I transformed from latin1 to utf8. Although a variety of text was exhibiting fine I observed non-british figures were saved within the database as strange symbols. I spent each day attempting to fix that and lastly now non-british figures display as non-british figures within the database and display exactly the same around the browser. However observed which i see apostrophes saved as
' and exclamation marks saved as
!. Is normal, or whenever they be showing up as ' and ! within the database rather? If that's the case, an amount I have to do to be able to fix that?
It truly is dependent on which you want related to the items in the database. In case your invariant is the fact that "items in the database are disinfected and might be placed directly inside a web site without further validation/sanitization", then getting &amp along with other html organizations inside your database makes sense. If, however, your database would be to store just the raw original data, and you want to process it/sanitize it, before exhibiting it in Web coding, then you definitely should most likely replace these organizations using the original figures, encoded using UTF-8. So, it truly is dependent how you interpret your database content.
&#XX; forms are HTML character entities, implying you passed the values saved within the database via a function for example PHP's
htmlentities.
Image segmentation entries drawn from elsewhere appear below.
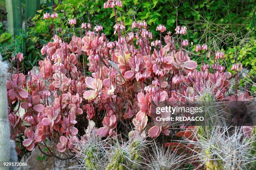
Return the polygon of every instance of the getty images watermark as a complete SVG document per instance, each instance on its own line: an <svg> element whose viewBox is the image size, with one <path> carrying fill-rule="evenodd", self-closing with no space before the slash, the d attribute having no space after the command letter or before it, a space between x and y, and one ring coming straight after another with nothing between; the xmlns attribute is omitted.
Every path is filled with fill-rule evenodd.
<svg viewBox="0 0 256 170"><path fill-rule="evenodd" d="M195 114L202 113L203 112L203 106L197 107L158 107L156 108L156 115L161 115L161 116L156 116L156 120L158 121L203 121L203 116L193 116ZM189 113L190 116L172 116L175 113Z"/></svg>

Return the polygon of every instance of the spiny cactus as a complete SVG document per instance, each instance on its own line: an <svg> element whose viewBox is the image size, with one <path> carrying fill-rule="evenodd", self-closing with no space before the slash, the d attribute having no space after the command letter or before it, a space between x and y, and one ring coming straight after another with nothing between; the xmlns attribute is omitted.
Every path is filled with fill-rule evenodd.
<svg viewBox="0 0 256 170"><path fill-rule="evenodd" d="M118 148L115 152L110 162L106 168L106 170L123 170L128 169L125 167L125 157L127 153L123 151L121 148Z"/></svg>
<svg viewBox="0 0 256 170"><path fill-rule="evenodd" d="M110 150L110 162L106 170L143 169L143 165L146 165L142 161L144 159L143 155L148 143L144 138L138 137L127 142L116 140L115 142Z"/></svg>
<svg viewBox="0 0 256 170"><path fill-rule="evenodd" d="M148 158L146 169L152 170L175 170L181 169L184 159L182 155L176 154L169 148L166 149L154 142L152 145L152 154Z"/></svg>
<svg viewBox="0 0 256 170"><path fill-rule="evenodd" d="M0 55L0 162L2 163L10 161L17 162L18 159L15 143L10 140L6 90L6 67L2 62L2 56ZM15 167L10 168L7 167L3 168L3 166L0 167L1 170L16 169L16 167Z"/></svg>
<svg viewBox="0 0 256 170"><path fill-rule="evenodd" d="M241 127L226 126L208 128L206 135L201 135L203 131L200 130L196 140L188 139L187 142L195 146L197 158L206 165L207 170L241 170L253 166L255 147L252 144L255 142L255 134L248 138Z"/></svg>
When the values are processed inside an HTML document (or possibly by any HTML processor, no matter what they are part of), they ought to display fine. Outdoors of this, they will not.
Which means you most likely don't wish to have them encoded as HTML organizations. You are able to convert the values back while using counterpart towards the function you accustomed to scribe them (e.g. [cde]), that ought to take a disagreement regarding which encoding to transform to. Once you have done that, check a few of the formerly problematic records, ensuring you are while using correct encoding to see them.
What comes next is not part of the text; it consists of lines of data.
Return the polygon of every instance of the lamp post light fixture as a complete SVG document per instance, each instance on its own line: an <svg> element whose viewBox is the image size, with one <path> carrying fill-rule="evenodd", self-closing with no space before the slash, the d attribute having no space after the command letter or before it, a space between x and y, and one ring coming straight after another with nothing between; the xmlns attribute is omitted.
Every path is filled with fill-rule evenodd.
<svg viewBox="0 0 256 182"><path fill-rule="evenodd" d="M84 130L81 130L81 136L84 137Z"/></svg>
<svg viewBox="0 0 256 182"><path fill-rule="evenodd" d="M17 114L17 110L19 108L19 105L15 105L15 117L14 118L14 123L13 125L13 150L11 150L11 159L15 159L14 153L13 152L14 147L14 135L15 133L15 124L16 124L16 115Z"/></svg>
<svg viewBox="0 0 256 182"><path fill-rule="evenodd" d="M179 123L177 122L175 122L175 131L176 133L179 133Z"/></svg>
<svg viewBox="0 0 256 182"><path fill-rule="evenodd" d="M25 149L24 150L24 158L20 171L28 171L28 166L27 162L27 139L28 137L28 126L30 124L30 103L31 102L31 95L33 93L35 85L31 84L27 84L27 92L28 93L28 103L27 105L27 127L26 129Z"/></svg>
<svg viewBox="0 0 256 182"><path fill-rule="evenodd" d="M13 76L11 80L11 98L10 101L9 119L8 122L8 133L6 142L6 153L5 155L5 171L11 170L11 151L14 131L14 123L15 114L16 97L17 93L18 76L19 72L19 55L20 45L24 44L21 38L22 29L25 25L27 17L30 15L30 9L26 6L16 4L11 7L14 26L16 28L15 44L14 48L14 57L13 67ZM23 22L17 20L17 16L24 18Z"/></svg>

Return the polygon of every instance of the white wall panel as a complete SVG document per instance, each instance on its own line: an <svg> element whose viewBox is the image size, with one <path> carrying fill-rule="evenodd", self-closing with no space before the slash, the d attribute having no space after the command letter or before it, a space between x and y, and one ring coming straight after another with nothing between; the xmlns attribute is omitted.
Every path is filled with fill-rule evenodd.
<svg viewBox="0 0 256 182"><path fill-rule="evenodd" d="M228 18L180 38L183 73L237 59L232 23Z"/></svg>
If you are still getting problems, there is a mismatch between what encoding the saved values are meant to use and what they are really using. You will need to evaluate which they are really using, after which convert them by tugging them in the DB and only transforming these to the prospective encoding before re-placing them, or re-placing all of them with the encoding they really use. Like the latter choice is to transform the posts to
html_entity_decodes, then altering the column character set, then altering the column type to a text type, then directly transforming the column towards the preferred character encoding. The reason behind this unwieldy sequence is the fact that text types are converted when altering the smoothness encoding, but binary types aren't.
Read "The Absolute Minimum Every Software Developer Absolutely, Positively Must Know About Unicode and Character Sets (No Excuses!)" for additional on character encodings generally, and § 9.1.4. of the MySQL manual, "Connection Character Sets and Collations", based on how encodings are utilized in MySQL.